Neustart in Jena nach langer Pause
Nach seinem Abschied aus Köpenick zum Ende der Saison 2024/25 wurde es ruhig um Grote. Jetzt ist die Pause vorbei: Der 53-Jährige übernimmt den FC Carl Zeiss Jena. Die Thüringer wollen nach der knapp verpassten Meisterschaft in der Regionalliga Nordost den nächsten Anlauf Richtung 3. Liga starten.
Die Erwartungen sind entsprechend hoch. Schließlich holt Jena einen Trainer, der bereits auf Bundesliga-Niveau Verantwortung übernommen hat. „Marco bringt viel Erfahrung mit und passt exakt in unser Anforderungsprofil“, erklärt FCC-Sportdirektor Miroslav Jovic.
Große Aufgabe bei Traditionsverein
Grote weiß, worauf er sich einlässt. „Das ist ein großer Traditionsclub mit großen Trainernamen“, sagt er und nennt Legenden wie Hans Meyer oder Wolfgang Frank. Entsprechend groß ist der Druck – aber auch die Vorfreude.

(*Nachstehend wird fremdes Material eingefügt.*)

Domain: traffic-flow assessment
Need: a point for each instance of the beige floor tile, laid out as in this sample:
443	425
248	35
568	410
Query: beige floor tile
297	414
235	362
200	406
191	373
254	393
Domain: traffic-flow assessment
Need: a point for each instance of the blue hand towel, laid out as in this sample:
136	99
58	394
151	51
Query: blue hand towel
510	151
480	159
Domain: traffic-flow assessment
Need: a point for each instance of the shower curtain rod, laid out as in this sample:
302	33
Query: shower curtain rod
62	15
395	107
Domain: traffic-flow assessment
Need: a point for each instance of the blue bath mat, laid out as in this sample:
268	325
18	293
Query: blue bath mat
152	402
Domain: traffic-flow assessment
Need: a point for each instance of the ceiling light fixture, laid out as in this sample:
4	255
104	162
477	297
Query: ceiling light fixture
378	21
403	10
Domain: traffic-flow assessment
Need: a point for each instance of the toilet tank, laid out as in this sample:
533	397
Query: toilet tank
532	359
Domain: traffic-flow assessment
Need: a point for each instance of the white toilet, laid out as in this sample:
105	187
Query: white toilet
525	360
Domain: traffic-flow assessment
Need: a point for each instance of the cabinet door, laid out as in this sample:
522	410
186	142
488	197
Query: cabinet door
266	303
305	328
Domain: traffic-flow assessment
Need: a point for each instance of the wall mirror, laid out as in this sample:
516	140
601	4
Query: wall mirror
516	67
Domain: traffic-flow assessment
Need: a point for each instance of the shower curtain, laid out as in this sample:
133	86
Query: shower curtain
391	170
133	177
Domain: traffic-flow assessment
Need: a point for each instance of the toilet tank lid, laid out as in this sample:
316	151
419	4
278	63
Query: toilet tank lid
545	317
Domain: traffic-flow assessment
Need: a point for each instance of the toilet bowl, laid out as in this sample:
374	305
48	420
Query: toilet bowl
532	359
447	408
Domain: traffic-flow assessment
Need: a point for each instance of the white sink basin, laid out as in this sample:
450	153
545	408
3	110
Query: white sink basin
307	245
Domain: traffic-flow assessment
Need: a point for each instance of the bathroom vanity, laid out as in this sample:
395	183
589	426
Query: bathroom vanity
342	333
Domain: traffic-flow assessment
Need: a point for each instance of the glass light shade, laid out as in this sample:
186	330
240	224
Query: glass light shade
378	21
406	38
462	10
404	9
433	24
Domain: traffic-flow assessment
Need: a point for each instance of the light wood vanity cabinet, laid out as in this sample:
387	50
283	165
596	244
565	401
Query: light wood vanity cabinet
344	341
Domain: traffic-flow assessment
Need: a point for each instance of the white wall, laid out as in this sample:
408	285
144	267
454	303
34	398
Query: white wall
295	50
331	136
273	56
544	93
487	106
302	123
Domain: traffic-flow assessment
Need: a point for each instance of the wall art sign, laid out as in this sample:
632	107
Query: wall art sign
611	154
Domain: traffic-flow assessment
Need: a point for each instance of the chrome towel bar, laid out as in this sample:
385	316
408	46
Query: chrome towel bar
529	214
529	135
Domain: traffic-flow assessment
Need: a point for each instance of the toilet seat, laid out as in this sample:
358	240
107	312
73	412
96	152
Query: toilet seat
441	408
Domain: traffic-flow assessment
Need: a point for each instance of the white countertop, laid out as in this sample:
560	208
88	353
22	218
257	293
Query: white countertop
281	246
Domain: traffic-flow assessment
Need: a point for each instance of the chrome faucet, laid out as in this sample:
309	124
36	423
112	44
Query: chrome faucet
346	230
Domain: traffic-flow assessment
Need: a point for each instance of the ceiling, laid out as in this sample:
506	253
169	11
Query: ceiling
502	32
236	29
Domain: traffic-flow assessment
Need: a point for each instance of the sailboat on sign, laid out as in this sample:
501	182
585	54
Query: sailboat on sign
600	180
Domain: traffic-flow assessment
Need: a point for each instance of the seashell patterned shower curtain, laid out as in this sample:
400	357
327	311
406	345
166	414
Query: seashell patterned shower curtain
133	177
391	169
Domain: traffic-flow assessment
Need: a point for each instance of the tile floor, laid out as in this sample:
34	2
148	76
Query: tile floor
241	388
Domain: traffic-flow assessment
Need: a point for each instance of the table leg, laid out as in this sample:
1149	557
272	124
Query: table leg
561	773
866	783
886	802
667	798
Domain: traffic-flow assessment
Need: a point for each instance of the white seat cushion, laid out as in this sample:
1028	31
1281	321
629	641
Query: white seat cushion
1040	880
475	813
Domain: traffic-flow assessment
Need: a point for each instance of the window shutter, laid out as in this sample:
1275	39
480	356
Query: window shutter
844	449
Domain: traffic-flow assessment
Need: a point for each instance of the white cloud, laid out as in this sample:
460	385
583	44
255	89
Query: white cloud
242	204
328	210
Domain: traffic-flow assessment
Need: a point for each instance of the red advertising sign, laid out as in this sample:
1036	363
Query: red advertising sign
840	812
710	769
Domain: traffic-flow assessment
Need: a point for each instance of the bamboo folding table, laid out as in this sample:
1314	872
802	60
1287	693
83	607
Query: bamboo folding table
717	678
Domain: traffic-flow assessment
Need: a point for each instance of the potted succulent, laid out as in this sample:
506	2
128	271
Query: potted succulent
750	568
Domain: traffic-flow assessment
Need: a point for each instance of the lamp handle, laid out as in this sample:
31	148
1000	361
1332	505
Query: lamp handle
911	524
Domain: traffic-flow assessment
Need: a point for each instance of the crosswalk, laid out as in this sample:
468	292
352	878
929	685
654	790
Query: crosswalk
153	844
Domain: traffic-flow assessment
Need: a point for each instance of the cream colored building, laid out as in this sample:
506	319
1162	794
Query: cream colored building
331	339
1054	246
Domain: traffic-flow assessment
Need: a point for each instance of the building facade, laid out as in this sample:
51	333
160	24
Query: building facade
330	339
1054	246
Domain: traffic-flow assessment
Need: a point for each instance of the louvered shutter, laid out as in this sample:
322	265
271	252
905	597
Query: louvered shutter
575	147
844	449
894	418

Fußballerisch verspricht der neue Coach einen mutigen Ansatz. „Ich denke offensiv und mutig“, betont der ehemalige Verteidiger. Seine Mannschaft soll mit aktivem Kombinationsspiel auftreten und nicht darauf warten, was der Gegner macht. Grundlage bleibe zwar eine stabile Defensive, doch Grotes Philosophie ist klar: angreifen statt verwalten.